Various signs indicate that after the European Central Bank cut interest rates three weeks ago, there may be another rate cut by mid-October; Two weeks ago, the market was still expecting the next rate cut to be in December; After changes in market pricing and analyst expectations, Lagarde's statement undoubtedly represents a very strong policy hint.
On September 30th, the official strong indication from the European Central Bank of a potential rate cut in October has finally arrived, as reported by Caixin on. (Edited by Shi Zhengcheng).
On Monday local time, Christine Lagarde, President of the European Central Bank, appeared at the new European Parliament, attending the Economic and Monetary Affairs Committee hearing. During her speech, Lagarde explicitly stated that policymakers in the euro area are becoming "more optimistic" about controlling inflation, and bluntly stated that this sentiment will be reflected in the next monetary policy meeting.
A key statement from Lagarde's testimony, the head of the ECB said: Euro area inflation data is expected to temporarily rise in the fourth quarter, as earlier declines in energy prices will no longer be included in the annual data. But the latest developments have strengthened our confidence in inflation returning to target in a timely manner.

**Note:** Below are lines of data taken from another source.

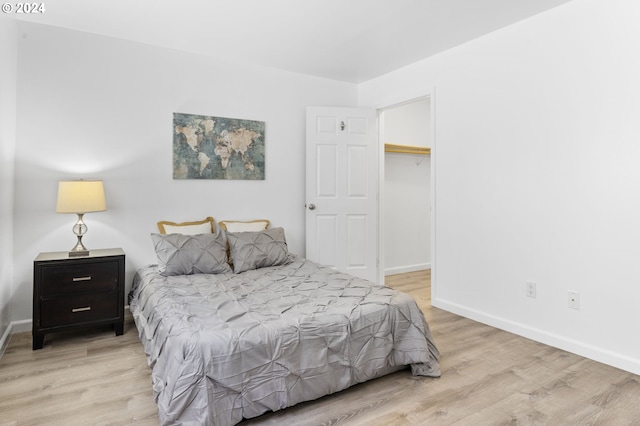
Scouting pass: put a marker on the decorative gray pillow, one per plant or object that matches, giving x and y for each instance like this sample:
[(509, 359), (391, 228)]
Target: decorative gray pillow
[(253, 250), (180, 254)]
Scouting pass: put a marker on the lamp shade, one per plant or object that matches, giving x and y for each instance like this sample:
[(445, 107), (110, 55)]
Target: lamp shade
[(80, 196)]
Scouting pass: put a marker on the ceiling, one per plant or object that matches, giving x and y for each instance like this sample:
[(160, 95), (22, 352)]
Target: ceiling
[(348, 40)]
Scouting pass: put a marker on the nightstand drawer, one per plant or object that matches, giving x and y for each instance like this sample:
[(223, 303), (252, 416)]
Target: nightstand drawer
[(86, 277), (78, 309)]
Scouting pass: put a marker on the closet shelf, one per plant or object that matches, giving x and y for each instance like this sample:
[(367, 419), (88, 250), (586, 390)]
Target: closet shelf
[(407, 149)]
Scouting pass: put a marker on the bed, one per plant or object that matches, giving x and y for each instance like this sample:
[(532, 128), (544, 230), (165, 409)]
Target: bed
[(233, 326)]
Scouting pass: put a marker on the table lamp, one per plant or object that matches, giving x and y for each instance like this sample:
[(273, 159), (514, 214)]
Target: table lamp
[(80, 197)]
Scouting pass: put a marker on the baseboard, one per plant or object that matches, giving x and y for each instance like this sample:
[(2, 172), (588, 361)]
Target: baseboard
[(604, 356), (14, 327), (408, 268)]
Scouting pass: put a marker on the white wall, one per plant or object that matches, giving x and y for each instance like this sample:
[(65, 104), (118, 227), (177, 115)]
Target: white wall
[(407, 193), (97, 107), (536, 160), (8, 70)]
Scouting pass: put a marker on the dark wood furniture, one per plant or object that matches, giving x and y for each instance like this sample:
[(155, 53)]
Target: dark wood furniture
[(73, 292)]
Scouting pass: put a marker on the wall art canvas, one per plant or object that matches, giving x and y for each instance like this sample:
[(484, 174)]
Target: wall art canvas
[(217, 148)]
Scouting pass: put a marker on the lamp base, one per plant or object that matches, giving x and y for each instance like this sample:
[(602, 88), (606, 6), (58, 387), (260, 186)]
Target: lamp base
[(79, 249)]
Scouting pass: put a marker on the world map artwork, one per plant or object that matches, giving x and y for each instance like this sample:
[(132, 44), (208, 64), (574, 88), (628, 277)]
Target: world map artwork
[(217, 148)]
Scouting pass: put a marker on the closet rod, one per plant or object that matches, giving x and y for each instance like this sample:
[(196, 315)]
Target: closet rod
[(406, 149)]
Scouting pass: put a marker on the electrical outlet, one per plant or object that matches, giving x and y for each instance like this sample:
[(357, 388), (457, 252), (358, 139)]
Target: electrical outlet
[(574, 300), (531, 289)]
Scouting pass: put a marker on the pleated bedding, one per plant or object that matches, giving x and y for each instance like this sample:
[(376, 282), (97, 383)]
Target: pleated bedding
[(223, 347)]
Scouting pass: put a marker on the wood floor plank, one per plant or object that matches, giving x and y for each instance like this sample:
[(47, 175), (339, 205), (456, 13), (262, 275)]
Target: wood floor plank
[(489, 377)]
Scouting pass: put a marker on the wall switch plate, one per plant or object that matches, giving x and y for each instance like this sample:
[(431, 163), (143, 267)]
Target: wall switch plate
[(574, 300), (531, 289)]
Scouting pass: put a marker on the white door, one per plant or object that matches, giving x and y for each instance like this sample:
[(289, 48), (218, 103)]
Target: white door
[(342, 189)]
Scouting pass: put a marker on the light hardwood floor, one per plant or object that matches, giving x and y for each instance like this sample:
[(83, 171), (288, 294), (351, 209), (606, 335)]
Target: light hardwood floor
[(489, 377)]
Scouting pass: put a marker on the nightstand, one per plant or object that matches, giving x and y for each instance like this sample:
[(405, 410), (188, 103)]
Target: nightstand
[(74, 292)]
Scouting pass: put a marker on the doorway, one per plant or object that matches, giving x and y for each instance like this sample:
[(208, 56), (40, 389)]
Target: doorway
[(406, 208)]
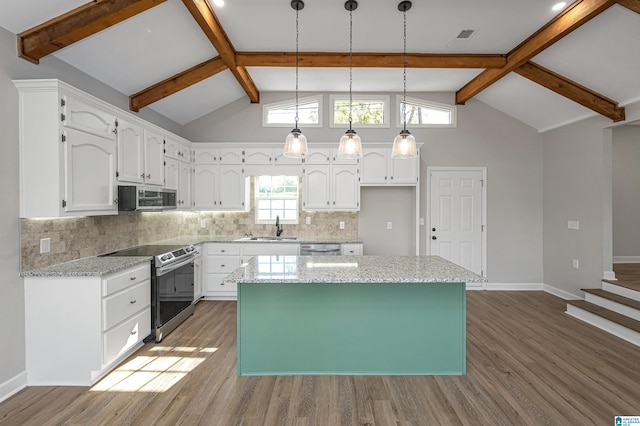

We will consider this at the next monetary policy meeting in October.
(ECB's published testimony)
In September, European Central Bank staff predicted that the overall inflation rate for this year would be 2.5%, dropping to 2.2% in 2025, and further declining to 1.9% by 2026.
In response to Lagarde's hints, the bond market's expectation of a 25 basis point rate cut by the European Central Bank in October slightly increased to 85%.
"Economic headwinds" on the table.
Lagarde's mention of the 'latest developments' is precisely the widespread discussion in recent weeks of disappointing economic data across the euro area.
Last week, not only did economic data soften in Spain and France, but the euro area's PMI survey data also unexpectedly fell below the boom-bust line. Clear evidence this week from inflation data in Italy and Germany also shows a substantial softening trend. Data from multiple countries indicate that the eurozone inflation rate for September, to be released on Tuesday, may fall below the 2% policy target for the first time since mid-2021.
So, from the implied rate cut probability in the bond markets to economists revising their forecasts overnight, all point towards the European Central Bank cutting rates at the meeting on October 17.
According to the Caixin report earlier on Monday, economists from renowned institutions such as Goldman Sachs, JPMorgan, BNP Paribas, and PricewaterhouseCoopers have revised their forecasts in the past few days, believing that the European Central Bank will cut interest rates by 25 basis points in October. However, meetings in December and beyond are still affected by a series of uncertainties, especially the results of the US election in early November.
While emphasizing the risks to economic growth, Lagarde also tried to convey some long-term growth confidence. She stated that some indicators show that the economic recovery faces headwinds, but with the expectation of increased actual income for residents, household consumption will rise, and the recovery will gradually strengthen. The ECB's latest forecast is for 0.8% economic growth in the euro area in 2024, with growth accelerating to 1.3% and 1.5% in the following two years. At the same time, the unemployment rate will remain at its current low level.
The European Central Bank executed the second key deposit rate cut of this round of interest rate cuts in early September this year. Following that, a series of officials stated the need to wait for more comprehensive economic data before taking action. However, with the deterioration of growth prospects, the market widely believes that the comments made two weeks ago are already outdated.